EDMONTON (CP) - Doctors told Lisa Rewega that her five-month pregnancy saved her life when she was thrown from her car after hitting a patch of black ice.

Now Rewega said it's her turn to save little Brooklynn, the daughter who was born four months later with severe disabilities. This week the Alberta legislature granted her wish by closing a legal loophole that had allowed Rewega's insurance company to avoid paying a claim for Brooklyn's injuries because they occurred before she was born.

Rewega and her husband Doug have been to court repeatedly and lobbied the government for two years, but they still describe their experience as a journey of love and determination.

"It's taught me a lot - patience, loving unconditionally," Doug said Friday as Brooklyn, now a curly-haired moppet of four, cuddled in his lap.

Doug and Lisa had waited seven years before starting a family. They worked hard, saved their money and bought a house in Rainbow Lake, a tiny hamlet in northern Alberta where Doug has an oilfield service business.

But the dream for a "normal life" vanished on Dec. 31, 2000, when Lisa was driving to church. She was thrown from her rolling vehicle and suffered a broken neck and pelvis.

"I did the splits, and being pregnant, Brooklyn saved me," she said. "If I wouldn't have been pregnant, I would have died - that's what they told me."

Lisa, now 37, spent eight months in hospital and still faces life-threatening surgery to repair a 12-centimetre break in her pelvis and relieve her chronic pain. But her own troubles pale in the face of her determination to make sure Brooklynn gets the care she needs.

"I fight every day for my child," she said. "If I'm not going to be here, if I can't walk, I just want her never to be in a home and I just want to do what's right and have her looked after.

Brooklyn is healthy in many ways - at four she's already wearing size 7 clothes. She's a busy kid who loves water and anything with a motor - trains, planes or automobiles.

"She experiences everything we do; she's not left out of anything," said Doug, his eyes sparkling as he gazes at his precious daughter. "She goes fishing, she goes everywhere."

But Brooklynn is blind, has cerebral palsy and suffers from seizures every day. She needs the kind of constant care that the family's auto insurance would likely have covered if only her dad had been driving that day, or if she'd been a baby already.

Instead the Rewegas have had to pay for her live-in caregiver and a long list of other costs. While their case is still before the court, the change made by Alberta legislators Thursday will go a long way to easing the burden.

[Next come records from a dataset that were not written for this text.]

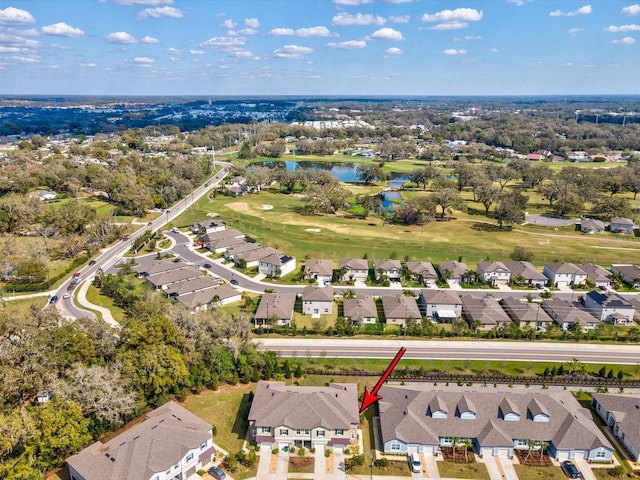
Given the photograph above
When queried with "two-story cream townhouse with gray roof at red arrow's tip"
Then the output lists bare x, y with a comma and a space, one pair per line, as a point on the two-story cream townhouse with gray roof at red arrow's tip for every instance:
284, 416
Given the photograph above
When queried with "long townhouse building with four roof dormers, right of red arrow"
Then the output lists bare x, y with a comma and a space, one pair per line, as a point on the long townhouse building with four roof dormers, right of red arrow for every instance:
420, 418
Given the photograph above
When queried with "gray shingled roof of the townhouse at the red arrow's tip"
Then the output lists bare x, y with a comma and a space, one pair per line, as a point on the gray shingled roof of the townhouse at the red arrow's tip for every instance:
332, 407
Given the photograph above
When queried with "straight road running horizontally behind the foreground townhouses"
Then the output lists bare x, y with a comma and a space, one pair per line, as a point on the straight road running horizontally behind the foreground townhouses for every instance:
454, 350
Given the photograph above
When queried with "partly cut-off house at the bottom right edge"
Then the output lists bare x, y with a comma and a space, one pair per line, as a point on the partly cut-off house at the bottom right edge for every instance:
621, 413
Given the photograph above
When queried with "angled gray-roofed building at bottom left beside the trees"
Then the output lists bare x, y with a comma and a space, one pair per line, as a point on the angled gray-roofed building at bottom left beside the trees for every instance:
170, 443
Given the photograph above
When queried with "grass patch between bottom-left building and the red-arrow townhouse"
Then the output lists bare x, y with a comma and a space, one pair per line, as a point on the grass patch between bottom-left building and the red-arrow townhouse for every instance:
227, 409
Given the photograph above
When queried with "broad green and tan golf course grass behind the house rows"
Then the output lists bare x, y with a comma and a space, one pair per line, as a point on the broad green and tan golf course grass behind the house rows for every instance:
471, 236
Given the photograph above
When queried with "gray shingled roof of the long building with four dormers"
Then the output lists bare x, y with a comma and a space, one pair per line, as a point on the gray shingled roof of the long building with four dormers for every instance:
404, 416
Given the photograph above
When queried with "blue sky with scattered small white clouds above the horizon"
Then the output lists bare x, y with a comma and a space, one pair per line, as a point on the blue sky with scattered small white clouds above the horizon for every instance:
319, 47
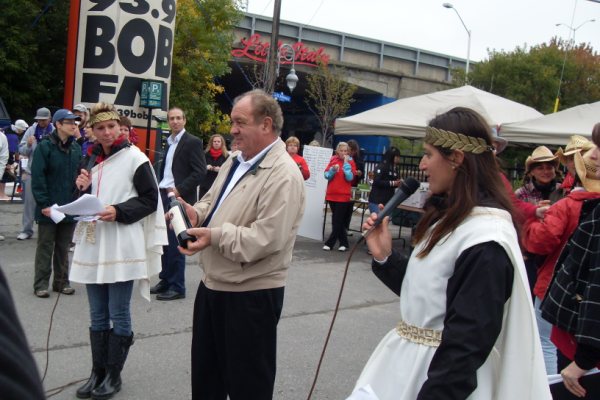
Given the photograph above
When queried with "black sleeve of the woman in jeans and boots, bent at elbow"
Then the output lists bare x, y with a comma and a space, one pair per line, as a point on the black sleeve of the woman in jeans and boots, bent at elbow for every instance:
145, 203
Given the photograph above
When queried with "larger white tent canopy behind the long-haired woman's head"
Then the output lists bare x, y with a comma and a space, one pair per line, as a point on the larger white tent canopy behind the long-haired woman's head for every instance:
408, 117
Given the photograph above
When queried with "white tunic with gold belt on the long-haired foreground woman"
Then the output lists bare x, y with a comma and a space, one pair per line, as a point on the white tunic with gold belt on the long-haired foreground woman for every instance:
514, 369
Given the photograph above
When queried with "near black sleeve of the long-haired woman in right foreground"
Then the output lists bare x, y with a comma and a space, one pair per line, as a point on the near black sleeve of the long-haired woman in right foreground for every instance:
476, 294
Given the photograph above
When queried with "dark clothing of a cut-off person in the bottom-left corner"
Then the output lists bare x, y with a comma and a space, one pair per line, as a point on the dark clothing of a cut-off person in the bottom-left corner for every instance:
19, 377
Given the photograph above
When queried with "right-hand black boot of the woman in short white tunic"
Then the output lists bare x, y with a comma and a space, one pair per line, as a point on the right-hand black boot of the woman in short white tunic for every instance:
118, 348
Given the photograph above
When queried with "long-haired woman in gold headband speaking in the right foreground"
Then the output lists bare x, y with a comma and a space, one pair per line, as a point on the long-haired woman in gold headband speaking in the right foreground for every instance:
466, 325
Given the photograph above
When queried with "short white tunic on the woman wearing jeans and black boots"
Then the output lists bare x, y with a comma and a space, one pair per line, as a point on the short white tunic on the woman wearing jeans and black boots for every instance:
113, 251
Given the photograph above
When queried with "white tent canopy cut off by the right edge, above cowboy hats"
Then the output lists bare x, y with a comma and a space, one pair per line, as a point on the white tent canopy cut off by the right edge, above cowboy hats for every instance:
554, 128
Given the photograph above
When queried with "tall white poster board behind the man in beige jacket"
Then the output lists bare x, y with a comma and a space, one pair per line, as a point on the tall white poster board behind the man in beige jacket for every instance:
317, 159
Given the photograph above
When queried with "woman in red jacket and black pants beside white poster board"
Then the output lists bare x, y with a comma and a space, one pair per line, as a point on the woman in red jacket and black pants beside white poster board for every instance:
340, 173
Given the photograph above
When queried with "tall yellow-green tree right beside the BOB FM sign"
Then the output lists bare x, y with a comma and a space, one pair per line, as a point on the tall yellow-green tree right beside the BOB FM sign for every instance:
203, 37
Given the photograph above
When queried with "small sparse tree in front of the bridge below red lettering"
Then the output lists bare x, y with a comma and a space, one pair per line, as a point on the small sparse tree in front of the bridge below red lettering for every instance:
330, 96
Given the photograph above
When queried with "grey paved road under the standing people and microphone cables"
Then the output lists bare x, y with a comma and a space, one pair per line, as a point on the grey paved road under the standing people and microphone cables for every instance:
158, 366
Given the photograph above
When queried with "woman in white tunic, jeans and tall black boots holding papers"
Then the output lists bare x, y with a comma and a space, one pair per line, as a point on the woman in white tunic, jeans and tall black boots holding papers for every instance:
122, 245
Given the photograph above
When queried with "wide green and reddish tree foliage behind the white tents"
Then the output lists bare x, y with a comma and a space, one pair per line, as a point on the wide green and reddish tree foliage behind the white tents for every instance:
532, 76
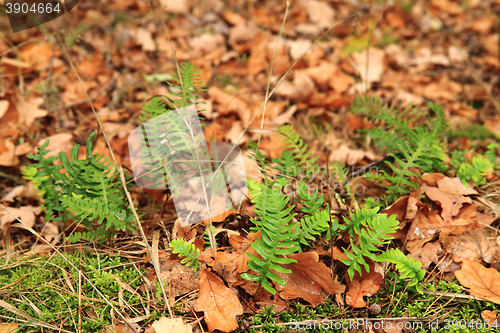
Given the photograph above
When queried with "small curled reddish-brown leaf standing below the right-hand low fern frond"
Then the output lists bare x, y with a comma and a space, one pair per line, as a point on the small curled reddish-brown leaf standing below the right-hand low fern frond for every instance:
366, 285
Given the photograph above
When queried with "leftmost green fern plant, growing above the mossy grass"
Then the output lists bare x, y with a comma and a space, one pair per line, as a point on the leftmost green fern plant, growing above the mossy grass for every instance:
86, 190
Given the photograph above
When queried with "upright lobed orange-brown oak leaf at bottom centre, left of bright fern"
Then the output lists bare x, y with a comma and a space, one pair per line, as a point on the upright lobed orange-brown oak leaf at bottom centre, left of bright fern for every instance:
219, 303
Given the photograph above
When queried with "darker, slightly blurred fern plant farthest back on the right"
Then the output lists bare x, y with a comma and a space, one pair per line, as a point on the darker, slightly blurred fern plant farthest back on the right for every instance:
411, 148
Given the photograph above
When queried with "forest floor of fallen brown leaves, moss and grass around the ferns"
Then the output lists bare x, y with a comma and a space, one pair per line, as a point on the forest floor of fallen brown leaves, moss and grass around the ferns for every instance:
324, 59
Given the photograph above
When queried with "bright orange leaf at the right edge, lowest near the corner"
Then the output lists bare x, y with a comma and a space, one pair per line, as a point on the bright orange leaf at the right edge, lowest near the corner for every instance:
483, 282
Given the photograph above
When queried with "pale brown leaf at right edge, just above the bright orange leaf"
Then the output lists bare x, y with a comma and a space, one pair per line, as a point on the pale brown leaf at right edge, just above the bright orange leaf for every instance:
474, 244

The family watched from the gallery as Lt.-Gov. Norman Kwong gave royal assent to a private bill aimed specifically at allowing Brooklynn to sue her mother as well as a government bill intended to extend the same benefit to others in similar situations.

Joyce Arthur of the Abortion Rights Coalition of Canada has said she worries the law gives legal weight to the notion that an unborn child is a person.

Others fear it could open the door for children to sue their mothers for all kinds of potentially harmful activities during pregnancy - from shovelling snow to drinking.

Jim Rivait of the Insurance Bureau of Canada figures the government is offloading a responsibility to care for the disabled onto insurance companies, and motorists will pay higher premiums as a result.

But Alberta Justice Minister Ron Stevens said these cases are rare, and the law has been carefully drafted so that it applies only to auto accidents and the mother's liability is strictly limited to that covered by her auto insurance policy.

It follows a 1999 Supreme Court ruling on the New Brunswick case of Cynthia Dobson and her son Ryan. The court said women should not be held liable for injuries to a fetus in most cases, but that provincial legislatures could make an exception for motor vehicle crashes because drivers are required to buy insurance precisely to cover such events.

"I'll never have another child," she said, her voice breaking. "This is the only child I have. I'm left with a crotch that's 12 centimetres broken. I can't look after my child. All I'm saying is I just want to have that."

"When we had an accident of this nature, it changed things for the better. Just in my life it's taught me a lot of different things, the love end of it, the patience, the perseverance with the insurance.